# 1st Brisket in my Masterbuilt Propane smoker



## bakerman (Dec 28, 2011)

Hello Smokers,

Just wanted to tell you how my first brisket went. 24 hours before smoking, removed fat cap scored through remaining fat ( cross hatch). Apply mustard ( French's) and Dalmatian rub to all sides. Wrap tight in cellophane. Back in the fridge.

Started early (3 am) took the 6 lb. out of the fridge to reach room temp. About 7 am started the smoker with Hickory chunks. Put the brisket directly on the bottom grate, just over the drip pan and water pan. Closed the door adjusted the temp to about 225. Let it smoke for 2 hours , replenish wood insert remote probe thermometer. Watch the meat temp get to 150 ( about and hour later). Pulled the brisket out and placed it in a foil pan.

Pour in a cup and a half of beef broth, seal it up tight with HD aluminum foil and back in the smoker. Set the temp to about 225-250 depending on wind. Let the brisket reach 190 ( about 2 hours ). Remove from smoker and let it sit wrapped in the foil pan for 1 hour and some change.

While waiting made some homeade BBQ sauce, Nice and thick with onions yumm.... After an hour plus resting time I took out the brisket and began slicing 1/4 in. thick slices. Put the sliced meat on a fancy platter and poured some of the remaining beef broth over top. Sliced some big ( 6" ) rolls and loaded up with sliced brisket and BBQ sauce.

Only one word begins to describe what I was eating : NIRVANA. Best Christmas Eve meal ever. Thanks to this great site I now have a "coup de grace" to wow my friends and family with.
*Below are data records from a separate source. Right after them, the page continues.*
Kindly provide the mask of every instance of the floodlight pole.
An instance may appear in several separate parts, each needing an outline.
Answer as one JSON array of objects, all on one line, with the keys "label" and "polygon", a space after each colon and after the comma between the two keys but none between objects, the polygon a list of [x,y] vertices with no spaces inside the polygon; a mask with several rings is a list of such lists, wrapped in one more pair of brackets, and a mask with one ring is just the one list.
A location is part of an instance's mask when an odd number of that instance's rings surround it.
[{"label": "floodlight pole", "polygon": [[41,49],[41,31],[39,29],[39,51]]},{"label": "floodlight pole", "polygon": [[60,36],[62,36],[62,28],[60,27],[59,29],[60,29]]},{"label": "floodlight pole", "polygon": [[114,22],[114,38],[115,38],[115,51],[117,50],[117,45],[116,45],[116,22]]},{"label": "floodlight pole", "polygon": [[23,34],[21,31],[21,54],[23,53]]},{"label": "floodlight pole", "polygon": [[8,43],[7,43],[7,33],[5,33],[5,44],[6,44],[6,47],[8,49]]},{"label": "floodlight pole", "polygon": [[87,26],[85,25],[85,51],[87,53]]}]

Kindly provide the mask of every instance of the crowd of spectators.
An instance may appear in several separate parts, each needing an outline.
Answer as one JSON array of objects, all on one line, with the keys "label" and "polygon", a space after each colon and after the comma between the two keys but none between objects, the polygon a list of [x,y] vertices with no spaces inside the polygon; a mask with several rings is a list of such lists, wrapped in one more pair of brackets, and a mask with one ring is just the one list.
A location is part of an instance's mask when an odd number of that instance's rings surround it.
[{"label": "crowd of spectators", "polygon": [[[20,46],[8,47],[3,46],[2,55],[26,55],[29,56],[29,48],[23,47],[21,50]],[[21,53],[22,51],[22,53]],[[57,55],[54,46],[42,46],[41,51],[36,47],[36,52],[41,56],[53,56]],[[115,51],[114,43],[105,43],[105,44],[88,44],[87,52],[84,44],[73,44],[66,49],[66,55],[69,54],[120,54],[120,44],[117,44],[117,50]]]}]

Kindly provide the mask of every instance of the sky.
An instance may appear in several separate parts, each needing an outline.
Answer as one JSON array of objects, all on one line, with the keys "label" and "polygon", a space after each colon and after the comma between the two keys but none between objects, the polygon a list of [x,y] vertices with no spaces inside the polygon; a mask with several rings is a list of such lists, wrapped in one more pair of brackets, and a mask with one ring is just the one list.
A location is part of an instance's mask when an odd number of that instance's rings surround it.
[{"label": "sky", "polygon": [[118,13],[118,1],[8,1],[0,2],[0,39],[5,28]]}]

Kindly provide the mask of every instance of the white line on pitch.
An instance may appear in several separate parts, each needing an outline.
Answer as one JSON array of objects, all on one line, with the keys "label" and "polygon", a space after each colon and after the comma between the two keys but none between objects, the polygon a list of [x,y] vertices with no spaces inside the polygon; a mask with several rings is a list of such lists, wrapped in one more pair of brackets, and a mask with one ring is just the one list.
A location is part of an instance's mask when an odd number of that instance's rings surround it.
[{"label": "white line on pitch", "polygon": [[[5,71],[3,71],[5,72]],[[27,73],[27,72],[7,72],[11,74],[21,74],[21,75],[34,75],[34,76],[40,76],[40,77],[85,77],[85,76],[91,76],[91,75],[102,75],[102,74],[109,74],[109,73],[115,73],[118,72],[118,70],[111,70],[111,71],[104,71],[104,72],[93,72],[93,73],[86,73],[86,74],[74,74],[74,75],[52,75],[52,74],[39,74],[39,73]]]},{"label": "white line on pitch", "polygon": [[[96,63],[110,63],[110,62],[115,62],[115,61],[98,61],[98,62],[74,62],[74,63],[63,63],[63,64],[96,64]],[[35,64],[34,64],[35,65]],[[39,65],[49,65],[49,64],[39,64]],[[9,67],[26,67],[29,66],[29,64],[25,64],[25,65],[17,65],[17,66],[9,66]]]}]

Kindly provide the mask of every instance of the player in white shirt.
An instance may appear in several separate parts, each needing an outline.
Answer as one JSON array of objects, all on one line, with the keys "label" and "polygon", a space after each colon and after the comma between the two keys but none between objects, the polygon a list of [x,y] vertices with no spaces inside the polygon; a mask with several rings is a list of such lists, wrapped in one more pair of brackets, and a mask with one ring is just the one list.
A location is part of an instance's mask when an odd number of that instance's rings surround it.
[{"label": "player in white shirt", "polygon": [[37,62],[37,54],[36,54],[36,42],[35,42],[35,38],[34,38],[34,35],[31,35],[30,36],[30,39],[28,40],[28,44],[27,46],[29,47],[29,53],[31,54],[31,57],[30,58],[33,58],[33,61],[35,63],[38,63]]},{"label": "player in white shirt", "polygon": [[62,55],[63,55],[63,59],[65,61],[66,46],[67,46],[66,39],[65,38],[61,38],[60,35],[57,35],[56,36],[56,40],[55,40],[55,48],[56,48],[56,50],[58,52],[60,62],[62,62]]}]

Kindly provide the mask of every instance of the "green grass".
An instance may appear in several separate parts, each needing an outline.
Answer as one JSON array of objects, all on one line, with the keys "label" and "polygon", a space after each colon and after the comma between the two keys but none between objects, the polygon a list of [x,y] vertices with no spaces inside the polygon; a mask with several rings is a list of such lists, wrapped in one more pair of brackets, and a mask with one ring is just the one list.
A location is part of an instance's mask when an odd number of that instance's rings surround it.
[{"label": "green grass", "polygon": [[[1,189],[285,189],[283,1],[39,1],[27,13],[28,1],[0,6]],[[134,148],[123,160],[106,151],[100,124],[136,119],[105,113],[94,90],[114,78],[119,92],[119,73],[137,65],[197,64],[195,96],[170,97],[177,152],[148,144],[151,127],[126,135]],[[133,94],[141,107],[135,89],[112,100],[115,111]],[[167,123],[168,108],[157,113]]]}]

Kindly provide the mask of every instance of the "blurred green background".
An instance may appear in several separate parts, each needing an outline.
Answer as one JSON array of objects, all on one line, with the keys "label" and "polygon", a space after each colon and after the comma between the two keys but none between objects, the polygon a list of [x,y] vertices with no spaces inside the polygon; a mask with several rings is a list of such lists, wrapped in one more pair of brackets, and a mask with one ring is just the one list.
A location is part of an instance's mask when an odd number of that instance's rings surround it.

Happy New Year to all. I promise pictures once I get my camera back from my daughter.

Bakerman


----------



## graystratcat (Dec 28, 2011)

Sounds great!  Can't wait to see the Q-View!


----------



## SmokinAl (Dec 28, 2011)

Sounds real good!


----------



## mballi3011 (Dec 28, 2011)

I'm glad that you enjoyed the meal so now we would like to also.............


----------